Whenever we design anything, we usually start from the goal and work our way backwards. Our goal for these AI players is absolutely not for them to try to win - that would actually be quite easy, as you say. If we wanted the AI to win, it would always play optimally and, if we wanted, could cheat via inhuman reactions, frame-perfect inputs, utilize CPU-only knowledge, never take a shot that could miss, never make an execution mistake, and so on. However, this is not fun or engaging for players by any stretch. Most players would not want to play against such AI. Our goal is to make AI that players want to play against. That means our goal is for our AI to lose convincingly, much like how parents feign weakness or ignorance while playing with their children.

How do we do that? Well, we can consider the kind of mistakes we expect human players to make and expand on those. Players often overestimate their own resources and overextend. Perhaps the AI spends everything it has immediately and keeps nothing in reserve, leaving itself open after exhausting all of its resources. Players can also play too cautiously, keeping too much in reserve and only spending the absolute minimum. We could make an AI greedy to stockpile resources but only use them when they're near full. Players often tunnel vision on one target and forget to tend other tasks they need to do. We can make an AI do that as well.

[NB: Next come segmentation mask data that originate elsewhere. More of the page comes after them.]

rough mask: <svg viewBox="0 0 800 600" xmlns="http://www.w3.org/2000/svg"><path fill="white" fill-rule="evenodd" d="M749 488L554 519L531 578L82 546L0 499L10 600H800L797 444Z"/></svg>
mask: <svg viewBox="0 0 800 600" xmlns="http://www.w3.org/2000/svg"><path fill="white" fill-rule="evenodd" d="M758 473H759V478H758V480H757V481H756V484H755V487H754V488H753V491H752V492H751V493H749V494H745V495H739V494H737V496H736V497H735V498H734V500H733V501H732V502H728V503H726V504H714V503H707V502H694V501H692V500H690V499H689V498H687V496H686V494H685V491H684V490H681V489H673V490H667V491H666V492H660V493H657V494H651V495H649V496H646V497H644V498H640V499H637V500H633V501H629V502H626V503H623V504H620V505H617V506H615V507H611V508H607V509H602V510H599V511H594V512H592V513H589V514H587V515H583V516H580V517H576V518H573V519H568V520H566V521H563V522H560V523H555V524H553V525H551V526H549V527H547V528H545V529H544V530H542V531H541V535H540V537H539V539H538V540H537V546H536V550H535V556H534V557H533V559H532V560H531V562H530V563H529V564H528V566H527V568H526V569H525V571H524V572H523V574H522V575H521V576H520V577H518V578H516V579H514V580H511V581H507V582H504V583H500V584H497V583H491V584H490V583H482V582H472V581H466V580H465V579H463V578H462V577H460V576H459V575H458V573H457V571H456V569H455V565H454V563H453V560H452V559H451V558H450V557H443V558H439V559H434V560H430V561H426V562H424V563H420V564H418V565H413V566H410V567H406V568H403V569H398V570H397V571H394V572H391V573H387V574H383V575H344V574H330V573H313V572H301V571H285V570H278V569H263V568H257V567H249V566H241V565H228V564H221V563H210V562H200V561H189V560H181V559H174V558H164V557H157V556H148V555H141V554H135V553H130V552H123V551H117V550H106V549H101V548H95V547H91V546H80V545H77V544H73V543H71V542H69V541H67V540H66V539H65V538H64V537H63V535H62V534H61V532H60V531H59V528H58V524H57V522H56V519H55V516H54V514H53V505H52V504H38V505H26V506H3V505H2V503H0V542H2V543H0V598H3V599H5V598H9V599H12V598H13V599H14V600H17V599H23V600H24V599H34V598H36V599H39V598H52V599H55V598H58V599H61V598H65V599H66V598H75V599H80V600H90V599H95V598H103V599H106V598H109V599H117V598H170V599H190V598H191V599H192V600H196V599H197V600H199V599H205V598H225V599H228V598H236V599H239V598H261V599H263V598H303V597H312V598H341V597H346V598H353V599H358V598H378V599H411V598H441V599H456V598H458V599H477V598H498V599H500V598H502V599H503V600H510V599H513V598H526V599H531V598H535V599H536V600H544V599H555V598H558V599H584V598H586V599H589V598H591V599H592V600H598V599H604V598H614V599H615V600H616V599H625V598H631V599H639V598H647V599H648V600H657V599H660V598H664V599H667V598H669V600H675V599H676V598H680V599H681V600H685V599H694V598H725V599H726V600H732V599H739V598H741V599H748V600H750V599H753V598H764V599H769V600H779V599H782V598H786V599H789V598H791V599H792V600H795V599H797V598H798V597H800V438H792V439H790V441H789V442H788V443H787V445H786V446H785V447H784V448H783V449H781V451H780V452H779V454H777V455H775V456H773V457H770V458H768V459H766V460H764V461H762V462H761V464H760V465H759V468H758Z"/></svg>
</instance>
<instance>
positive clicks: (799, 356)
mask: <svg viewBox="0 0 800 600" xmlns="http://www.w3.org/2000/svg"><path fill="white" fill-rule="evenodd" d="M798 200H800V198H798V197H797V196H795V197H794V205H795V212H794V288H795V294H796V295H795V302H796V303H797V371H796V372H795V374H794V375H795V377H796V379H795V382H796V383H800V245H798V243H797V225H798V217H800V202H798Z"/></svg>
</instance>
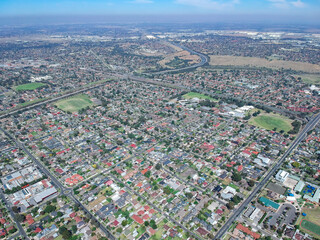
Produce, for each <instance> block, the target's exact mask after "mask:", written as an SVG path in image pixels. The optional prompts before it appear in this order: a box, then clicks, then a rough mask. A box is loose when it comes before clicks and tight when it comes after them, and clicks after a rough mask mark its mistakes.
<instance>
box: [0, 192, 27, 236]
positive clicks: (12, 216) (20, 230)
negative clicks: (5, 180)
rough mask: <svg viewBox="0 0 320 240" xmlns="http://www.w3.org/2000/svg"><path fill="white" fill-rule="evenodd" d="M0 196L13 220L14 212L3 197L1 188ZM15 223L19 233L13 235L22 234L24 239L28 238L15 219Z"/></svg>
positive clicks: (22, 235)
mask: <svg viewBox="0 0 320 240" xmlns="http://www.w3.org/2000/svg"><path fill="white" fill-rule="evenodd" d="M0 198H1V199H2V201H3V202H4V203H5V205H6V206H7V209H8V211H9V213H10V215H11V218H12V219H13V220H15V214H14V212H13V211H12V208H10V207H9V206H10V204H9V202H8V201H7V199H6V198H5V196H4V193H3V191H2V189H1V188H0ZM16 225H17V227H18V230H19V233H18V234H15V235H14V236H16V235H20V236H23V237H24V239H29V238H28V236H27V234H26V232H25V231H24V230H23V228H22V226H21V224H20V223H19V222H18V221H16Z"/></svg>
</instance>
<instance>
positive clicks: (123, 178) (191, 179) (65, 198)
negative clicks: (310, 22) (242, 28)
mask: <svg viewBox="0 0 320 240" xmlns="http://www.w3.org/2000/svg"><path fill="white" fill-rule="evenodd" d="M44 29H46V30H44ZM216 29H217V30H216ZM312 31H313V29H310V31H305V32H303V31H293V30H292V31H290V30H287V31H280V30H273V31H269V30H267V29H264V28H261V29H260V30H230V29H218V28H214V27H212V26H207V25H204V26H203V27H201V29H197V27H193V26H189V25H188V26H187V25H181V26H180V25H179V26H176V27H175V26H172V27H170V28H169V27H168V28H166V27H164V26H162V25H161V24H159V25H156V24H155V25H154V26H153V25H152V26H150V25H131V24H128V25H126V24H123V25H122V24H119V25H117V24H114V25H90V27H88V26H87V25H85V24H84V25H65V26H64V25H62V26H58V25H53V26H46V27H43V26H37V27H34V28H22V27H21V28H7V27H0V56H1V57H0V111H1V113H0V135H1V137H0V170H1V171H0V198H1V201H0V239H35V240H46V239H48V240H61V239H74V240H76V239H84V240H91V239H93V240H105V239H130V240H134V239H139V240H146V239H152V240H157V239H159V240H160V239H171V240H178V239H190V240H191V239H200V240H202V239H225V240H236V239H241V240H242V239H243V240H256V239H261V240H269V239H273V240H276V239H283V240H285V239H293V240H302V239H303V240H309V239H310V240H312V239H320V125H319V121H320V113H319V110H320V35H319V31H318V30H314V32H312Z"/></svg>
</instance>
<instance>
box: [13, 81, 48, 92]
mask: <svg viewBox="0 0 320 240" xmlns="http://www.w3.org/2000/svg"><path fill="white" fill-rule="evenodd" d="M44 86H46V84H44V83H27V84H22V85H18V86H16V87H15V88H14V89H15V90H16V91H31V90H35V89H37V88H39V87H44Z"/></svg>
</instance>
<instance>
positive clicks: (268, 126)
mask: <svg viewBox="0 0 320 240" xmlns="http://www.w3.org/2000/svg"><path fill="white" fill-rule="evenodd" d="M291 122H292V121H291V120H290V119H289V118H285V117H282V116H280V115H277V114H267V113H264V114H260V115H258V116H257V117H254V118H251V119H250V121H249V124H251V125H254V126H256V127H260V128H264V129H267V130H273V129H275V128H276V131H281V130H283V131H285V132H288V131H290V130H291V129H292V126H291Z"/></svg>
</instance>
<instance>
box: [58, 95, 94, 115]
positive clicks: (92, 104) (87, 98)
mask: <svg viewBox="0 0 320 240" xmlns="http://www.w3.org/2000/svg"><path fill="white" fill-rule="evenodd" d="M55 105H56V106H57V107H58V108H60V109H61V110H63V111H65V112H78V111H79V110H81V109H84V108H86V107H91V106H93V102H92V101H91V100H90V98H89V96H87V95H85V94H79V95H75V96H72V97H70V98H66V99H62V100H59V101H58V102H56V103H55Z"/></svg>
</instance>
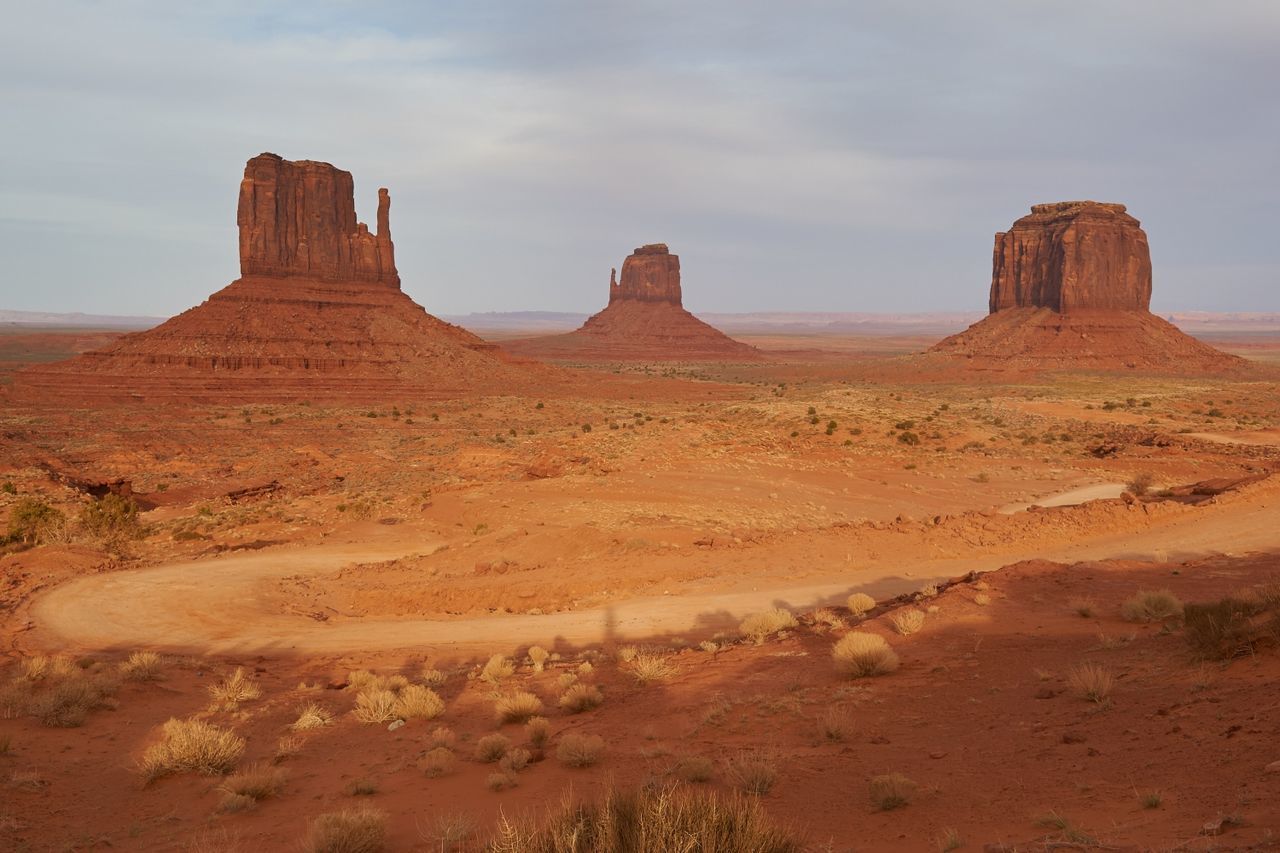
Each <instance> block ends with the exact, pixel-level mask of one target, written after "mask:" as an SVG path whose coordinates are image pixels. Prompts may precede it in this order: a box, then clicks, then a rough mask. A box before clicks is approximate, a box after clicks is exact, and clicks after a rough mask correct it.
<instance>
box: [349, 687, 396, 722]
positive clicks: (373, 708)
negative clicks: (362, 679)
mask: <svg viewBox="0 0 1280 853" xmlns="http://www.w3.org/2000/svg"><path fill="white" fill-rule="evenodd" d="M397 701H398V697H397V695H396V693H393V692H392V690H379V689H376V688H374V689H370V690H365V692H361V693H358V694H357V695H356V710H355V711H353V713H355V715H356V719H357V720H360V721H361V722H369V724H375V722H389V721H390V720H396V719H397V713H396V703H397Z"/></svg>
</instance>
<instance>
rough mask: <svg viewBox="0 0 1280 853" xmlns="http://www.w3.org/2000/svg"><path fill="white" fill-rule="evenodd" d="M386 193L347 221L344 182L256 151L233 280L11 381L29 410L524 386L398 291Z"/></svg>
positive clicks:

These design choices would make the AI players feel more like human players to play against by embracing human foibles as their own driving directives. Similarly, such directives also give the AI weaknesses that a player can observe and exploit to win. If you take a step back, you're looking at the basis for all of game design. We want the players to have a specific experience (e.g. a match that feels like playing another human player rather than an AI), so we figure out what it would take for the player to have that experience, and we construct those bits to convince the player it is happening.